Trimming adapters and primers may result in parts of the barcode flanking regions being removed, which could interfere with demultiplexing.

Trimming while basecalling

Dorado basecaller will attempt to detect any adapter or primer sequences at the beginning and end of reads, and remove them from the output sequence.

This functionality can be controlled using either the --trim or --no-trim options with Dorado basecaller.

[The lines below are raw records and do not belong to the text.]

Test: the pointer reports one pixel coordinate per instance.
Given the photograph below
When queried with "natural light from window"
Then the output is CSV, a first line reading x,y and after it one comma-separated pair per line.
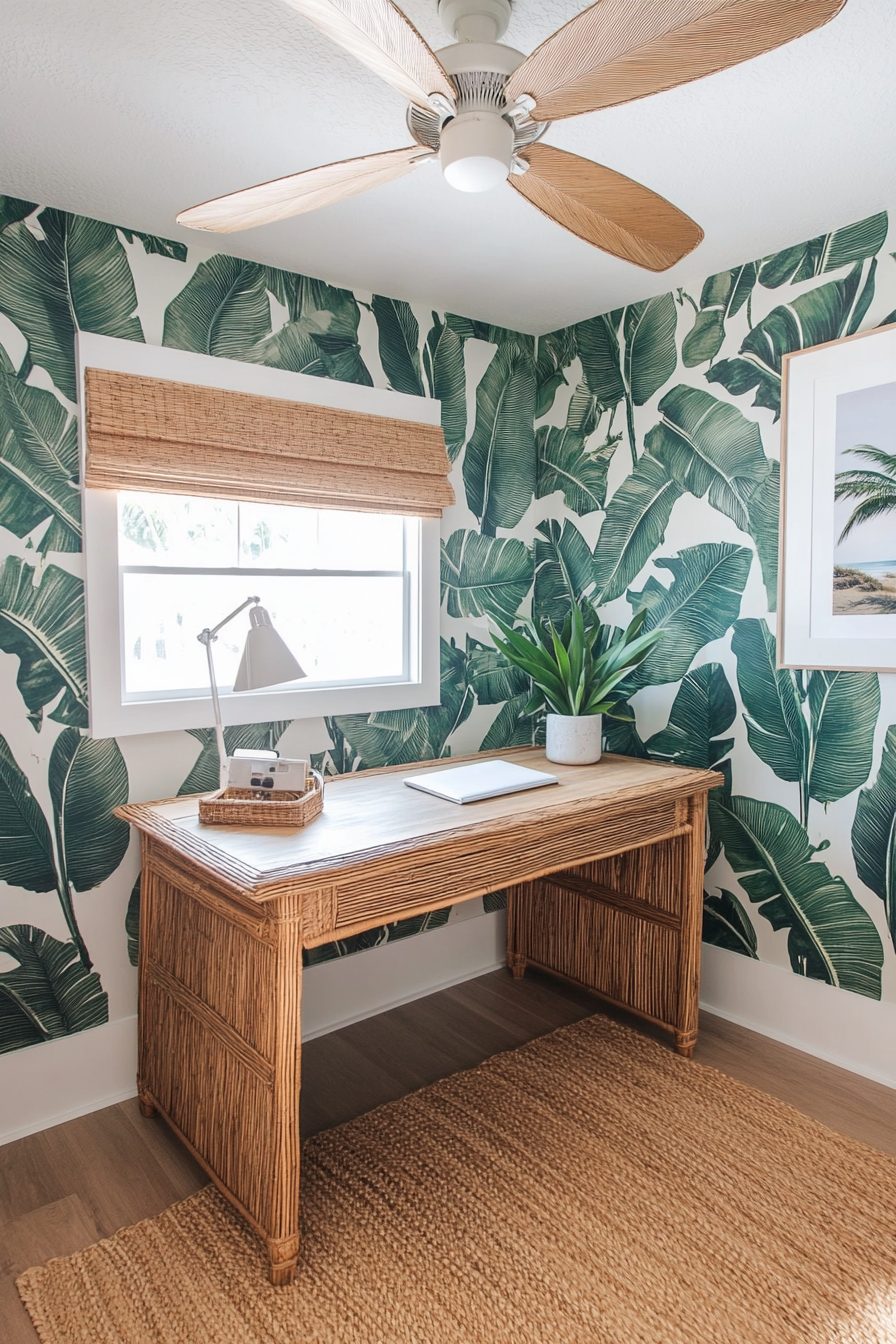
x,y
337,586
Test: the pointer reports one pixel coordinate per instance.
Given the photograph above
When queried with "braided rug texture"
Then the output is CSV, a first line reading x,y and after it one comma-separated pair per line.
x,y
587,1188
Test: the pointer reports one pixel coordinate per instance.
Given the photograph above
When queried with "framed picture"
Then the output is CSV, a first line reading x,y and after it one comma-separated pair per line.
x,y
837,585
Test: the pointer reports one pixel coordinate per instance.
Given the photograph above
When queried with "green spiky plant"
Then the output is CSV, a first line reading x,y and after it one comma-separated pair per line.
x,y
576,669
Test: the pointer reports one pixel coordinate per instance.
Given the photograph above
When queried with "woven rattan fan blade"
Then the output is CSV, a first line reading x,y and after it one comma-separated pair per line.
x,y
301,192
621,50
605,208
379,35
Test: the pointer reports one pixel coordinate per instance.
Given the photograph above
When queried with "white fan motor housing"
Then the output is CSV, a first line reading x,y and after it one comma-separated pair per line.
x,y
474,20
476,147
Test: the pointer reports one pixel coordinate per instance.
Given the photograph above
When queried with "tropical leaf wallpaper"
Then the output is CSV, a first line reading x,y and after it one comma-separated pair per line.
x,y
630,458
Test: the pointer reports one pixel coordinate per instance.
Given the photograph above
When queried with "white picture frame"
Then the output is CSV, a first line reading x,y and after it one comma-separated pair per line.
x,y
836,612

The --trim option takes as its argument one of the following values:

Option Adapters Primers Barcodes Description
all Detected adapters or primers will be trimmed.
If barcoding is enabled, detected barcodes will be trimmed.
This is the default option
primers Detected adapters or primers will be trimmed.
If barcoding is enabled, detected barcodes will not be trimmed.
adapters Detected adapters will be being trimmed, but primers will not be trimmed.
If barcoding is enabled, detected barcodes will not be trimmed.
none Nothing will be trimmed. Equivalent to --no-trim

Trimming existing datasets

The Dorado trim subcommand can be used to trim adapters and/or primer sequences in existing basecalled datasets. To do this, run:

dorado trim <calls> > trimmed.bam

<calls> can either be an HTS format file (e.g. FASTQ, BAM, etc.) or a stream of an HTS format (e.g. the output of Dorado basecalling).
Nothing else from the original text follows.